Reports indicate that Turkey is contemplating comprehensive regulation of its cryptocurrency market with a focus on licensing and taxation. The primary objective behind this move is to steer the country away from the Financial Action Task Force's (FATF) "grey list," particularly as Turkey holds the fourth position globally in terms of cryptocurrency trading.
As per Reuters, Bora Erdamar, the director of BlockchainIST Center, a center for blockchain technology research and development, highlighted that the impending cryptocurrency regulations will prioritize specific licensing standards to prevent system abuse. Erdamar outlined potential regulations encompassing capital adequacy standards, bolstering digital security measures, ensuring custody services, and verifying reserves.
Turkey's initiative aims to tackle concerns highlighted by the FATF, which placed the country on the "grey list" in 2021 due to vulnerabilities related to money laundering and other financial crimes.
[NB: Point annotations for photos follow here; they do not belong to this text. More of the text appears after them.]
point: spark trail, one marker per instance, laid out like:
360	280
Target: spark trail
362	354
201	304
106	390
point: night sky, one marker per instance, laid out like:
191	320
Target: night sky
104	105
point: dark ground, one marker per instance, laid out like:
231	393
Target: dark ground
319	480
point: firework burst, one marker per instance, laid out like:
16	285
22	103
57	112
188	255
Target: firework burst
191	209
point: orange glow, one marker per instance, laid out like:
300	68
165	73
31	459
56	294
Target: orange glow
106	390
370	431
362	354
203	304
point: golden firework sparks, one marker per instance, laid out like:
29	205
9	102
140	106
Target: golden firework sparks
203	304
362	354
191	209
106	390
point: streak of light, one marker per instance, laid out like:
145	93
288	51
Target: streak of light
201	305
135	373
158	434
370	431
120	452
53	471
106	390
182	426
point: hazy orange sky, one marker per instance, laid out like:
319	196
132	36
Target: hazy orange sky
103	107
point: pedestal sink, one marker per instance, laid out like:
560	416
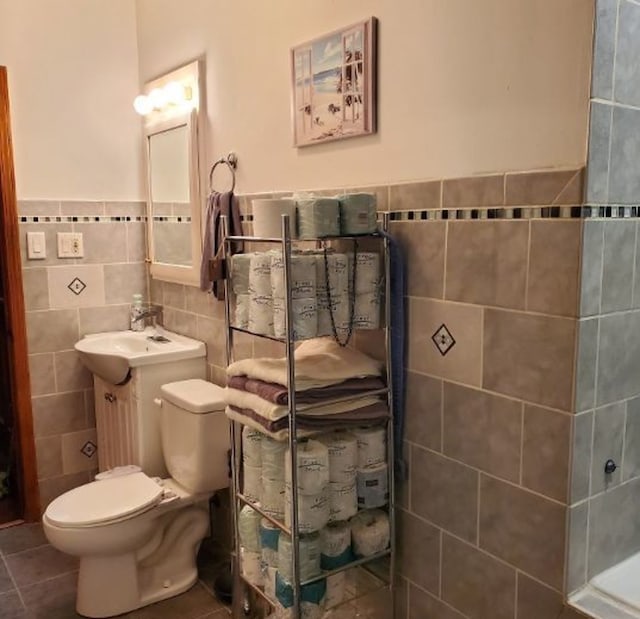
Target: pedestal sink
111	355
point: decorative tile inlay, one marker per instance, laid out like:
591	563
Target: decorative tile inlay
443	340
88	449
76	286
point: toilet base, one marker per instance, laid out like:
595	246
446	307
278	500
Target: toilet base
113	585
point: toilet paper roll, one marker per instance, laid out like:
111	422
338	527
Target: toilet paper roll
260	274
269	536
373	486
267	216
318	217
366	314
241	309
336	589
240	267
302	276
272	498
249	528
343	455
368	275
343	500
304	314
313	510
269	578
250	566
309	554
372	446
252	483
358	213
260	314
312	597
273	458
335	546
313	467
337	269
370	532
251	447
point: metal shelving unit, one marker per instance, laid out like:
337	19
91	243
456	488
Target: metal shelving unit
238	498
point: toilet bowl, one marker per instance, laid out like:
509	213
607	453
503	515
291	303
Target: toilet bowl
137	537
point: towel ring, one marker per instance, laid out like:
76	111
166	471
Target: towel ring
231	160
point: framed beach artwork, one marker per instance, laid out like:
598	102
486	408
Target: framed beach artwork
333	85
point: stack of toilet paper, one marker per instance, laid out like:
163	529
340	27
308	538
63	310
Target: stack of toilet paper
372	474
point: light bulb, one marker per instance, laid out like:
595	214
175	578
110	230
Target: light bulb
142	105
158	98
174	92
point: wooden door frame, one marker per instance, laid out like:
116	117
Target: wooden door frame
11	274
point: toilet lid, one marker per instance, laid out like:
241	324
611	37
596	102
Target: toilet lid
103	501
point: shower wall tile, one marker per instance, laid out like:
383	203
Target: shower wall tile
423	421
487	262
415	196
554	266
444	492
475	583
545	452
618	357
627	69
76	286
423	245
581	456
523	529
604	50
529	357
587	355
35	288
618	265
419	551
632	441
577	550
461	361
473	192
614	527
624	180
608	433
470	416
591	273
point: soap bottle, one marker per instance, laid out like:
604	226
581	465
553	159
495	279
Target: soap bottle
136	311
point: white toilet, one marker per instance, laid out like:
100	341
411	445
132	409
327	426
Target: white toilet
137	537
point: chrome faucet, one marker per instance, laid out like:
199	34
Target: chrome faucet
151	311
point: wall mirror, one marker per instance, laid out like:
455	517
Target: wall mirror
171	108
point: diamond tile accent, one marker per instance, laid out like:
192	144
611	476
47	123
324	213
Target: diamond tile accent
443	340
89	449
76	286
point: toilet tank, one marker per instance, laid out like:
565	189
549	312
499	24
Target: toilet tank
195	434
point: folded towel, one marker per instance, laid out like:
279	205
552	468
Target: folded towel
270	411
310	426
278	394
319	362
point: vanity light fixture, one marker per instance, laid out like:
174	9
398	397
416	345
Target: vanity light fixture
174	94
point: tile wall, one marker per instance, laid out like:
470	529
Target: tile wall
65	299
604	524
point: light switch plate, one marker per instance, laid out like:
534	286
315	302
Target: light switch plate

In light of Turkey's significant position as the fourth-largest globally in raw cryptocurrency trading volume, approximately $170 billion traded last year, Mehmet Türkarslan, legal director of the Turkish cryptocurrency platform Paribu, emphasized the urgency of swift cryptocurrency regulation. Türkarslan stressed the necessity to establish a regulatory framework, including the licensing of virtual asset service providers, ensuring industry compliance, and expediting removal from the FATF's "grey list." He highlighted efforts made by the cryptocurrency industry pioneers in Turkey to communicate expectations to authorized public bodies regarding the industry's need for regulation, underlining the critical importance of prompt delisting from the "grey list."